2 gennaio, mercoledìalba 7.38 - tramonto 16.50un figlio, diciamo

17 0 0
                                    

Carmine Pisacane mi guarda, al di là della sua scrivania, nello studio dei

responsabili della Città dei Ragazzi.

Poi guarda fuori dalla finestra: Ato sta giocando a calcio, con i suoi

concittadini, nel campo della Città.

"Sembra sereno." Sorride. "Mi ha detto che ha passato un Natale bellissimo.

Così ha detto: bellissimo."

Pisacane, al solito, trasmette una grande serenità. È pacioso, ciarliero, mi ha

parlato del veglione di Capodanno alla Città, dell'Inter, dell'ultimo concerto di

Bruce Springsteen.

Io invece sono tesa. Molto tesa. E appena, finalmente, attacca a parlare di

Ato, non resisto più: "Che cosa succede?".

Pisacane continua a sorridere: "Niente, Chiara. Non succede niente. Niente di

grave, almeno. Stia tranquilla".

"La sua telefonata mi ha messo in agitazione."
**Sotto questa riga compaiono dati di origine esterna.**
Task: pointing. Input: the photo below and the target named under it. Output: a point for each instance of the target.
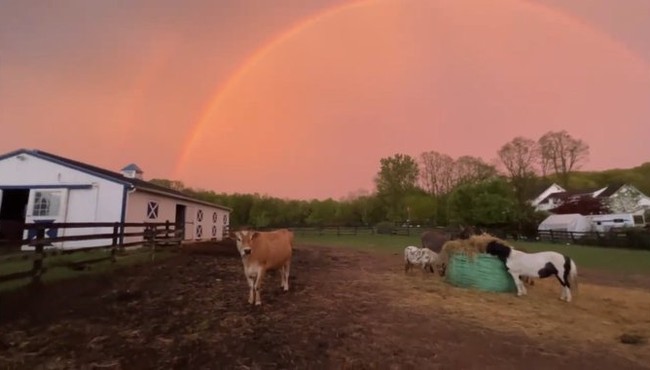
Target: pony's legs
(521, 289)
(567, 294)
"Mi spiace. C'è una cosa di cui dobbiamo parlare: è vero. Ma potrebbe anche

risultare una buona opportunità."

"Cioè?"

"Cioè, come lei sa, la Città accoglie ragazzi dai dodici anni in su, e quando

diventano maggiorenni dovrebbe trasferirli negli alloggi per immigrati o metterli

nelle condizioni di trovare un lavoro e, di conseguenza, un posto dove stare,

magari in affitto."

"Sì."

"A volte facciamo delle eccezioni, come nel caso di Ato. Presto avrà

diciannove anni, ma, data la sua situazione, avevamo stabilito di occuparcene

finché non avrebbe finito le superiori."

"Sì." Sì. Non capisco dove Pisacane voglia arrivare e riesco solo a dire "sì".

"La Città dei Ragazzi, però, ha le sue regole."

"Sì."

"Tanto più per un cittadino come Ato, che ha superato il limite d'età, queste

regole vanno rispettate. C'è bisogno di collaborazione, di presenza. È

fondamentale partecipare alle assemblee, alla vita di tutti i giorni."

"Sì."

"No."

"Come 'no'?" mi risveglio.

"Da quando Ato frequenta casa sua, è spesso assente. Quasi sempre, il lunedì

rimane da lei. I concittadini e gli educatori lo notano. Così come hanno notato

che, durante queste vacanze, Ato non si è mai fatto vedere."

"Mi perdoni. È anche colpa mia se il lunedì Ato rimane da me, anziché

tornare." Abbasso lo sguardo. Ripeto: "Mi perdoni".

"Perdono? Colpa? Chiara, il punto non è questo."

"E allora qual è?" Perché io, davvero, non lo capisco.

"Il punto è che Ato deve prendere una decisione. Vuole continuare a essere un

cittadino? O vuole uscire dalla Città dei Ragazzi?"

"O dentro o fuori, insomma. Se sta sulla porta blocca il traffico. Certo," penso,

a voce alta.

"Cosa?"

"Niente, niente."

"Chiara." Pisacane improvvisamente ha di nuovo il tono che aveva per

telefono. "Chiara," ripete. E poi: "Se la sente di prendere Ato a vivere con sé,

almeno fino a quando non arriverà al diploma?".

"Ato? Con me?" Ato. Con me.

"Il ragazzo sicuramente ha fatto progressi enormi, da quando la frequenta. È

più disinvolto, meno chiuso nel guscio del suo dolore, delle sue elucubrazioni. Se

posso permettermi, credo che anche lei sia molto legata a lui e mi sembra

rafforzata da questa relazione."

"Lo sono." Pisacane sa, naturalmente, che cosa mi è successo nell'ultimo anno:

raccontarglielo è stata una condizione fondamentale, perché fosse possibile un

patto di fiducia fra noi e perché Ato venisse a stare da me, nel fine settimana.

"Non cambierebbe molto, nei fatti, se Ato si trasferisse a casa sua. Già si

occupa di lui a livello economico." È vero. "Ato è indipendente, ha quasi

diciannove anni: prendersi cura di lui non sarebbe come prendersi cura di un

bambino che ha bisogno di tutto, per sopravvivere. Però sarebbe comunque una

responsabilità. Un'enorme responsabilità. Sarebbe come avere un figlio,

diciamo. Un figlio grande, svezzato. Ma comunque un figlio. Se la sente?"